In the Proposition 8 case, the majority said that since the group that had brought the measure to the voters had not experienced any personal injury from the original federal court decision (i.e. they were not required to do or not do something) holding Proposition 8 unconstitutional, they could not appeal the decision. They only needed to appeal because the government officials with the responsibility of doing so refused to as to sabotage the law.
That ruse seems to have worked now and the bizarre opinion by Judge Walker saying Proposition 8 was unconstitutional because he found it irrational is still valid. There will have to be some further developments to sort out the implications of this decision (for instance, does it only apply to the parties in the original lawsuit so that a county clerk could refuse to comply?).
In the case challenging the federal Defense of Marriage Act, the majority was willing to address the substantive issues but the reader will wish they had not.

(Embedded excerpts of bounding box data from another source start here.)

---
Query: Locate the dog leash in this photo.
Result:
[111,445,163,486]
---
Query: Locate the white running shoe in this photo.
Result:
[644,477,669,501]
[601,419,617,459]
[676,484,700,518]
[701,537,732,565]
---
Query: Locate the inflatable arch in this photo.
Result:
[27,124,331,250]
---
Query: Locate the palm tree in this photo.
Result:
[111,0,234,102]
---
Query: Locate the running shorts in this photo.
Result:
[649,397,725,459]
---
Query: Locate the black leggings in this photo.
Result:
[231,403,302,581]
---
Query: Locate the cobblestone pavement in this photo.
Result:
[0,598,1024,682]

The majority (Justice Anthony Kennedy was the author) decided DOMA was unconstitutional. Why? Well, the court begins talking about federalism concerns as if it is going to conclude that Congress could not define terms in federal law contrary to the way states use the terms in state law. Perhaps because of the extreme novelty of this rule, the majority backs away from it and says it doesn’t have to decide the question.
Rather, Justice Kennedy says that DOMA is a violation of the Constitution (it’s not clear which provision as Justice Scalia points out in dissent) because its purpose and effect is to interfere with “the equal dignity of same-sex marriages” and because it treats same-sex marriages “as second-class marriages for purposes of federal law.”

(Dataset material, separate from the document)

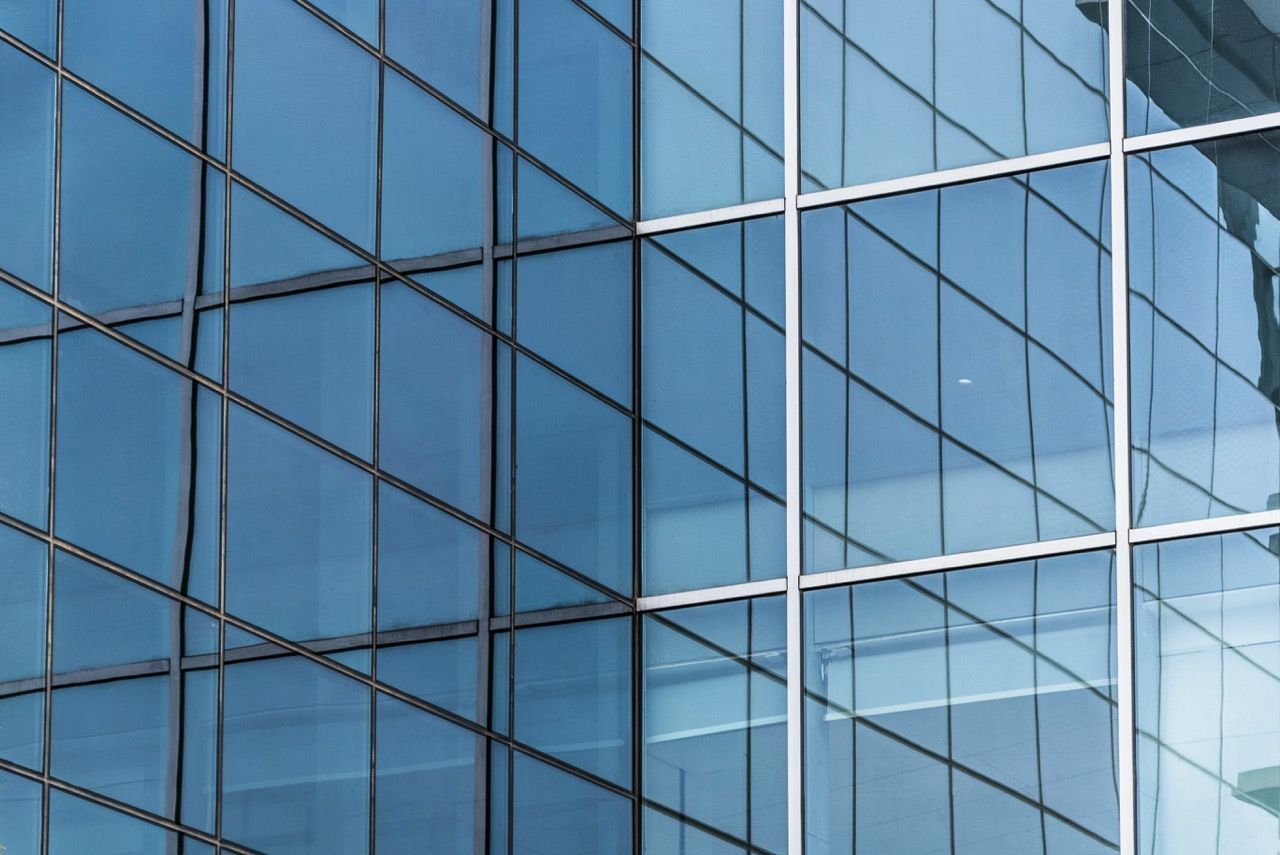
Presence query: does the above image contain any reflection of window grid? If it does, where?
[5,0,1274,851]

The majority cites to the earlier decision that private acts of sodomy were protected from criminal prosecution. It says that because New York has given same-sex couples legal status based on their private intimate relationship, it is unconstitutional for the federal government to treat those relationships differently from the relationships most other states have recognized as marriages.

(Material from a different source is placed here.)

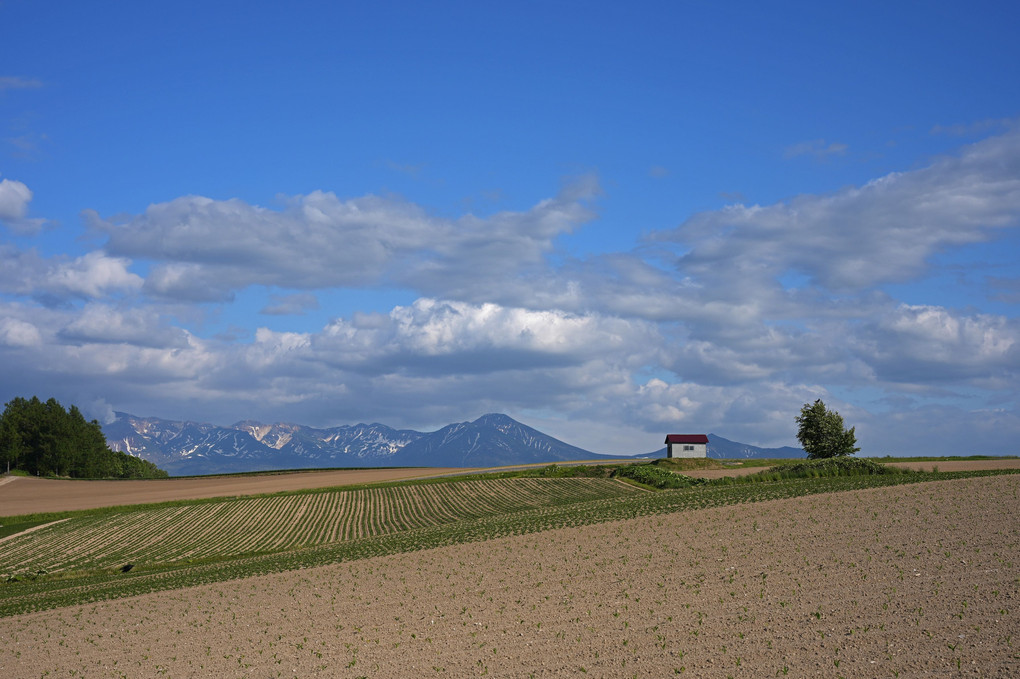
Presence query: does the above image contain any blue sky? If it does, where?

Specifically, Justice Kennedy believes that the nature of the law (recognizing some “marriages” and not others) allows the court to infer that it is motivated by animus and, therefore, can’t be justified for any reason.
But, the majority says, this does not mean that state marriage laws are necessarily unconstitutional.
If this is confusing, don’t worry. It’s not clear to many people and that means there will be plenty of litigation in the future over the question. Perhaps that will be good for the legal trade but it comes at a heavy price for marriage and self-government.